Archive for March, 2008

sitting with a friend

Sunday, March 23rd, 2008

Yesterday I sat down for tea with a friend. She lost her husband this past year and picked up and moved to Santa Fe from New York. For an hour she discussed her beloved and how he cared and loved everyone, took care of all the details and nourished their family. I was a bit stunned to hear of a woman so openly giving over to her husband - trusting him implicitly. Once they were returning from a trip and the pilot of the plane recommended that the passengers take care and get into a crash landing position. After they landed safely the man next to her rose and asked her, “you look so calm”, her response - “my husband told me that everything would be fine”. She knew that she could believe every word he spoke. The integrity and care of her husband must have been infinite and makes me think back to my grandfather. My grandmother always told me to marry a man like my grandfather. Unfortunately I didn’t but maybe I will have another chance. He took care of my grandmother much like my friend’s husband did. I don’t know if I will ever be able to relinquish so much control and trust so fully but I am thinking more about how a loved on can honestly, genuinely care for you and want that person to be happy. I am so grateful for the many teachings I receive each week and for friends who share so openly with me.

young artists

Sunday, March 2nd, 2008

It’s moving to me to meet an artist, a young artist, who is willing to sacrifice so many creature comforts to strive to be an artist and work wholly as a creator. Today I had the pleasure to attend the Feminists under Forty show in Belen at Through the Flower. All women artists, under forty who identify as feminists.

The show was thoughtful and quite eccentric but the artists are what impressed me. Shy women - really shy women - who are obviously uncomfortable navigating the art world but who have a passion for their work. I met one woman tonight who this show was her first show out of school. I don’t remember that experience for myself - I really don’t. I was so certain as to what I do that I did do it and expect for people to see it - in a gallery, museum, whatever. One of my first showings was at a museum now that I think of it. Along side of Agnes Martin…

These women that I met today are committed, are starving and fighting for their existence to be artists. It is uplifting and heartbreaking to see these women strive to be themselves. One woman could not stand my gaze - that I could see her. This show did empower a group of women and what a success that is.

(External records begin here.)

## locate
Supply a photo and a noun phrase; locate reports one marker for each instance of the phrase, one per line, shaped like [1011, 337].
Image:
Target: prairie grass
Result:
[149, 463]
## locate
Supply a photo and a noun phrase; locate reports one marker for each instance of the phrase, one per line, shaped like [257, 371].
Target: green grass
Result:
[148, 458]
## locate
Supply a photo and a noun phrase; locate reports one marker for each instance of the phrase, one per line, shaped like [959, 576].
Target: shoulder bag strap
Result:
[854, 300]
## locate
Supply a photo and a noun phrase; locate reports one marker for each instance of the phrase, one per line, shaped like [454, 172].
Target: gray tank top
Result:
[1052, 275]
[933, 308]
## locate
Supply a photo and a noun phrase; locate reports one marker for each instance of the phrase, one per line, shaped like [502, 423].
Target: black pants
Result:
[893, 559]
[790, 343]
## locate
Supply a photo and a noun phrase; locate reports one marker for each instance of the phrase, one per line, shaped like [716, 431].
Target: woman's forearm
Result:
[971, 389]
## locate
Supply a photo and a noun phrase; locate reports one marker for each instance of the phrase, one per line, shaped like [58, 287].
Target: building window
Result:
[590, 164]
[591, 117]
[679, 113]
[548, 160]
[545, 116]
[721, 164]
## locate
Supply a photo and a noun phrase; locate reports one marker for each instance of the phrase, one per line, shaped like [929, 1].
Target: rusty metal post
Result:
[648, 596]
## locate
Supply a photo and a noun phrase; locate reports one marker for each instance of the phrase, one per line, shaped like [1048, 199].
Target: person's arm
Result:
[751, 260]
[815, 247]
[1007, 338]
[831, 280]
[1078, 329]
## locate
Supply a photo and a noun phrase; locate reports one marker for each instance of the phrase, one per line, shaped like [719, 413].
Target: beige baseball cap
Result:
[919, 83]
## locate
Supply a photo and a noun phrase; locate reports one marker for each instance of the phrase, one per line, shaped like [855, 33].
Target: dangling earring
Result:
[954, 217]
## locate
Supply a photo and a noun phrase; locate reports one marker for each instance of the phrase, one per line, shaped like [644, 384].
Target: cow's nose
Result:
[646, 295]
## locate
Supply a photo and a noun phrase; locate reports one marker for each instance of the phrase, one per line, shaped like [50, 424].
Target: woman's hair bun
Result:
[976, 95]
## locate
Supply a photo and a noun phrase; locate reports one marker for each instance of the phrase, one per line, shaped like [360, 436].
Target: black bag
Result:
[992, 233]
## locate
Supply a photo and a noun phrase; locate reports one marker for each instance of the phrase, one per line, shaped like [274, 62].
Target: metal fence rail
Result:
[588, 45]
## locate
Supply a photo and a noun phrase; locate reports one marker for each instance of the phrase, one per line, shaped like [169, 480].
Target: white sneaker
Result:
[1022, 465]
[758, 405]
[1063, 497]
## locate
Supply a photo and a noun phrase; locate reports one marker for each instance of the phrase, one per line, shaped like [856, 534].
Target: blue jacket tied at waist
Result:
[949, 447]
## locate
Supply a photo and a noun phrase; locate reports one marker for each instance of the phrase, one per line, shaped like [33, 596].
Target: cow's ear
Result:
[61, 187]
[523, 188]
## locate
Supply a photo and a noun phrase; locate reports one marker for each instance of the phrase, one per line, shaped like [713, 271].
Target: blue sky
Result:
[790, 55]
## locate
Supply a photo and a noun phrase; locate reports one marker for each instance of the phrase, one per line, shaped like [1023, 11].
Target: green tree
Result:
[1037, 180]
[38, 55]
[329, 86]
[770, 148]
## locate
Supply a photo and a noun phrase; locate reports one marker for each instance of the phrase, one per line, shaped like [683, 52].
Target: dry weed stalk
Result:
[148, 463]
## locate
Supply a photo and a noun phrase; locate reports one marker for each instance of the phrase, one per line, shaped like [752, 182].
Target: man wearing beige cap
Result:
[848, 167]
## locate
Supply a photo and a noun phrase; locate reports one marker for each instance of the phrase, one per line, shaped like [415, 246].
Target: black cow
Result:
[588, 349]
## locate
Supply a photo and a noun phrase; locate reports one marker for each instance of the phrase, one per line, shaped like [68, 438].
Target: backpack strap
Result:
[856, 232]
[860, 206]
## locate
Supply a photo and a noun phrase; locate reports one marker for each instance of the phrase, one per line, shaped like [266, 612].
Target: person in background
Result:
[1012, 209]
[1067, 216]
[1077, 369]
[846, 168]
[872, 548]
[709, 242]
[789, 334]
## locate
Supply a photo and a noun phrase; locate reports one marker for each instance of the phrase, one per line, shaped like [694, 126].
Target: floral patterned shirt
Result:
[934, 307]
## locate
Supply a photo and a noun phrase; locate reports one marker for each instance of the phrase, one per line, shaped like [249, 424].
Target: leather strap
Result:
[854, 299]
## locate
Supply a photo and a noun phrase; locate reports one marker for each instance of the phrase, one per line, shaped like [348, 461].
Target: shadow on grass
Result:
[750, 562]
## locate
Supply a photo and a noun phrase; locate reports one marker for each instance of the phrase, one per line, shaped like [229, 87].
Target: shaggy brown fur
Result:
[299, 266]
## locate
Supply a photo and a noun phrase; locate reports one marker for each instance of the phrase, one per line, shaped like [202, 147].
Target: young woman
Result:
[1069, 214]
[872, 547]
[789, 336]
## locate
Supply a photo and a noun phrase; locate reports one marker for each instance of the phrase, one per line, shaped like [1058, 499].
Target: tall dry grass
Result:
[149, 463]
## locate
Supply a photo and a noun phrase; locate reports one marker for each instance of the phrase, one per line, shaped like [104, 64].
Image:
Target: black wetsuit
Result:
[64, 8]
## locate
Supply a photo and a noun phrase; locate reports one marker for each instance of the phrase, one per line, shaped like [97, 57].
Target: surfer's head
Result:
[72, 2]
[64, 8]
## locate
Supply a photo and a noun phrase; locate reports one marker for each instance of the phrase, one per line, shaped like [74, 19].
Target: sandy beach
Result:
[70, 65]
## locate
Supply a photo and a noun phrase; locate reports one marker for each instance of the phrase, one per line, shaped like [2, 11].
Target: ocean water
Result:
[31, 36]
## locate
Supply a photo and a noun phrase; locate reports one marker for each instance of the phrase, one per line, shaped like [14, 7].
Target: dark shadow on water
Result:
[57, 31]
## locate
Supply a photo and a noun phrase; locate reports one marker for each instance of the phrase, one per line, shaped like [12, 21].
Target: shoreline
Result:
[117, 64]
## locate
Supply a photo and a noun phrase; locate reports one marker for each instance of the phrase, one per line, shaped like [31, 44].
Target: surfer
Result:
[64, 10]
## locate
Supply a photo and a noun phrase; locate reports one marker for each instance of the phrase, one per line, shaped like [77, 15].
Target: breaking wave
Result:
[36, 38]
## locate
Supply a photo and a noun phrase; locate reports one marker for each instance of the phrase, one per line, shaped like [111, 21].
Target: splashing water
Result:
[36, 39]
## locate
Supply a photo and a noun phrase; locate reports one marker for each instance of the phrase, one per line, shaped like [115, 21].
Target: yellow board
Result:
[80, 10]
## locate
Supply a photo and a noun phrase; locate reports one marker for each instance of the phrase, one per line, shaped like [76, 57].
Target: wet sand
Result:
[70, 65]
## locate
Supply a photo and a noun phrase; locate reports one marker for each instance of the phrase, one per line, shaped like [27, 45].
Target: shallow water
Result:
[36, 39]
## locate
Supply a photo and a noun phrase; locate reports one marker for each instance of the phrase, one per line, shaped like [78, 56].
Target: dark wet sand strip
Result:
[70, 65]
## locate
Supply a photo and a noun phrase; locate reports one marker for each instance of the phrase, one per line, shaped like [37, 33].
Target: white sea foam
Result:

I am so grateful for what I do, that I can do it and that I do it. I am so lucky to have a second job, as a graphic designer to pay the bills but that is creative and challenging. And I am even luckier to have the clients I do have and the opportunities that do arrive. And for some bizarre reason Judy Chicago respects me. If someone had asked me four years ago where I would be today I would not have said making sculpture, doing graphic design and working with some of the most amazing people I have ever met.

Damn, I am really grateful for what is today - what is my life at this moment.